In Sicilia le riserve idriche sono calate del 15%, mentre le falde acquifere dell’Emilia Romagna scarseggiano sempre di più, a causa della mancanza di oltre il 50% delle piogge.

siccita-525x1024Sono alcuni dati che iniziano a farci riflettere sulla presenza di un problema che rischia di andare sempre più peggiorando.

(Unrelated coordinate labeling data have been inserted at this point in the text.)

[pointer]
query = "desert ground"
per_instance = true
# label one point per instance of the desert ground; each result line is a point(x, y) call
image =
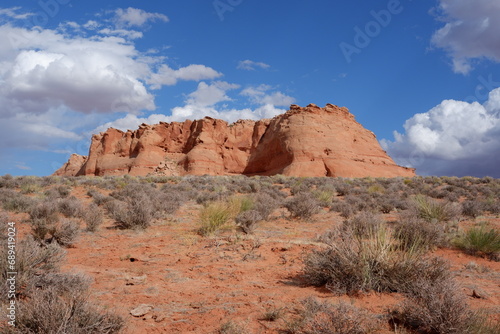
point(235, 254)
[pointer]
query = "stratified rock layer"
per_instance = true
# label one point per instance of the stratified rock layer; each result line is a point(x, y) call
point(310, 141)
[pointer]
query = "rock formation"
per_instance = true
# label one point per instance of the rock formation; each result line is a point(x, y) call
point(310, 141)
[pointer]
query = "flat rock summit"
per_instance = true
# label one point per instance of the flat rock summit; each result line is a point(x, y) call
point(309, 141)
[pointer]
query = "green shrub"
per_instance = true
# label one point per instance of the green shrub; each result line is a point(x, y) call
point(479, 239)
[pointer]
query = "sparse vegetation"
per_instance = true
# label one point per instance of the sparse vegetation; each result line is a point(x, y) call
point(479, 240)
point(326, 318)
point(434, 307)
point(434, 211)
point(375, 261)
point(215, 216)
point(382, 243)
point(303, 205)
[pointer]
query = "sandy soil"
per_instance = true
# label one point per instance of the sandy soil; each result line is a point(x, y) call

Oltre ai cattivi consumi nei confronti dell’acqua, l’Istat rileva anche delle gravi perdite di acqua di oltre il 40% che riguardano, non solo il malfunzionamento di tubi ed impianti, ma anche perdite dovute a fontanelle, forniture ad enti pubblici e così via.

Secondo il WWF il rischio è costituito dal conflitto tra i bisogni vitali e sanitari della popolazione e quelli dei settori economici, dall’agricoltura all’industria, alla stessa produzione energetica termoelettrica, che usa moltissima acqua.

Cambiare le abitudini, esortare i nostri governi lacali e nazionali ad attuare politiche per l’acqua: queste sono le nostre armi per tutelare la risorsa più importante per la sopravvivenza di ciascun essere vivente!